There having been no damages proven by plaintiffs by reason of defendants’ trespass, none are awarded, but in the event defendants refuse or fail to remove the encroachments forthwith, plaintiffs shall have the right to return to this court for *246the fixing of damages against defendants Barton for such refusal or failure.

Finally, I find that plaintiffs have established their right to enter and use the waters of Brant Lake for boating, bathing and fishing by prescription. The proof, unrebutted, establishes that plaintiffs and members of their families used and occupied the adjoining waters of the lake for the aforesaid purposes continuously from the time they acquired the premises, and for the required statutory period of 15 years or more. They certainly did so under claim of right, whether mistaken or not, because it is obvious from their testimony and from the character, location and suitability of the lot itself, in relation to the water, that the value to them and their prime purpose in acquiring it was to be able to enter and enjoy the water for the recreational purposes aforesaid. The proof is more than sufficient to sustain plaintiffs’ burden and I find and hold that plaintiffs used, occupied, and controlled the waters of Brant Lake adjoining their premises, adversely and hostile, openly, notoriously, exclusively, continuously, and founded on the assertion of right, for the required period and without in any way being rebutted, and have thus established their right to enter upon and use the adjoining waters of the lake by prescription based on adverse user, free from interference from anyone. As I found in the case of Brant Lake Shores v. Barton (61 Misc 2d 902), I also find the facts and manner of user in this case distinguishable from those in Tripp v. Richter (158 App. Div. 136, supra); Commonwealth Water Co. v.

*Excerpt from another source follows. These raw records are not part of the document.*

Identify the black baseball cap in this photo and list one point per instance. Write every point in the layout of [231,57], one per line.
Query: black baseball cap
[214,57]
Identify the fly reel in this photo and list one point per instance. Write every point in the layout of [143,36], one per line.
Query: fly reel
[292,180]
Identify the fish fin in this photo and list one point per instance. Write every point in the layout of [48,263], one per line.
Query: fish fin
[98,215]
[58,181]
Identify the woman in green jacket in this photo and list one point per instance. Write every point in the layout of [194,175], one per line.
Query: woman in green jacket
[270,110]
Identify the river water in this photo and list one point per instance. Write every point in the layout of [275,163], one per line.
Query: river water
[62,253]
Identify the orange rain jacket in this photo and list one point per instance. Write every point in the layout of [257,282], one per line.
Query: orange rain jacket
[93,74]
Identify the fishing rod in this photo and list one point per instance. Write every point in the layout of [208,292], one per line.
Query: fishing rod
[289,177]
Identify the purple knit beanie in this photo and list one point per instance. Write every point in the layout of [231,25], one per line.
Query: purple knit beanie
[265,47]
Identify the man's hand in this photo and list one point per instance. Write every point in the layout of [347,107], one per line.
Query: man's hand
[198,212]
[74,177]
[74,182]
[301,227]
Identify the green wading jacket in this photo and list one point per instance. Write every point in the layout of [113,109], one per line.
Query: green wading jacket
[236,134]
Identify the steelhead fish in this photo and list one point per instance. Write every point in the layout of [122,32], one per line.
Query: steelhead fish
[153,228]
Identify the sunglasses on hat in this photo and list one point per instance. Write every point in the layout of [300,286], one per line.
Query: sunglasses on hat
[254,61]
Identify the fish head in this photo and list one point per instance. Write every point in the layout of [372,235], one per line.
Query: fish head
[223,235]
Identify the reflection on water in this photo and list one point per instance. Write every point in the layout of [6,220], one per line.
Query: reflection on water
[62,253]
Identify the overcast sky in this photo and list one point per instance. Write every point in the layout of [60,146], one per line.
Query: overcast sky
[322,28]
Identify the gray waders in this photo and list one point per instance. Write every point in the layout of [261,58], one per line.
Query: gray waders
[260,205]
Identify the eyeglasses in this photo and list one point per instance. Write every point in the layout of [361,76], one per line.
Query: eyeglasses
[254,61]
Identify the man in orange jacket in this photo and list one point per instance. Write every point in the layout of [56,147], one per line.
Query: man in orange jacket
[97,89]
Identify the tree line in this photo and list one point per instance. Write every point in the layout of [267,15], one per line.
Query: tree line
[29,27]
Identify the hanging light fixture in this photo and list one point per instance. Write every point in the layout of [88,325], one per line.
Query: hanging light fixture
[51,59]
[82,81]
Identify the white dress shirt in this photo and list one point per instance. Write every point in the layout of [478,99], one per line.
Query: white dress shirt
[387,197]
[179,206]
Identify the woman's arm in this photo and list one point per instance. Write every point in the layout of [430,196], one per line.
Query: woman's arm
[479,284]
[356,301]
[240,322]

Brunner (175 App. Div. 153), and Noble v. Echo Lake Tavern (142 Misc. 427).

Accordingly, I find and adjudge as follows: That plaintiffs are seized of the premises described in the deed dated September 21, 1943 from Bernard Barton and Rachel B. Barton, his wife as grantors, to the plaintiffs herein, as grantees, in fee simple absolute, the northerly boundary line of which is the low-water mark of Brant Lake, and which said premises include the accreted alluvion within the boundaries fixed herein, but which excludes title to the waters and lands under the waters from the low-water mark to the center or thread of the lake; that plaintiffs are seized of the right by prescription to use the waters of Brant Lake adjoining their premises for boating, bathing and swimming; that all and each of the defendants and every person claiming under them are barred from all claim or interest or estate whatsoever in the said premises owned by the plaintiffs and barred and enjoined from any and all interference with, encroachment upon and prevention of the right by prescription of the use and occupation of the adjoining *247waters of Brant Lake by plaintiffs for boating, bathing and fishing; that defendants Barton, having trespassed upon the premises of the plaintiffs and having unlawfully interfered with and prevented the exercise of plaintiffs’ prescriptive rights, remove the log cribbing and the fill from the premises of plaintiffs and from the waters of the lake in front of and adjoining the plaintiffs’ premises forthwith, and to the extent necessary to prevent and eliminate dirt, gravel, sand and other material from being washed or cast from the remaining cribbed area upon or in the waters adjoining plaintiffs’ premises, and upon defendants’ failure or refusal to do so, that plaintiffs may return to this court for the fixing of damages occasioned by such failure or refusal; and that plaintiffs recover against defendants Bernard A. Barton and Geraldine Barton their costs and disbursements in this action.

As to the cause of action of plaintiffs against the defendants Pratt for trespass, the court finds the evidence insufficient and therefore this cause of action is dismissed, without costs.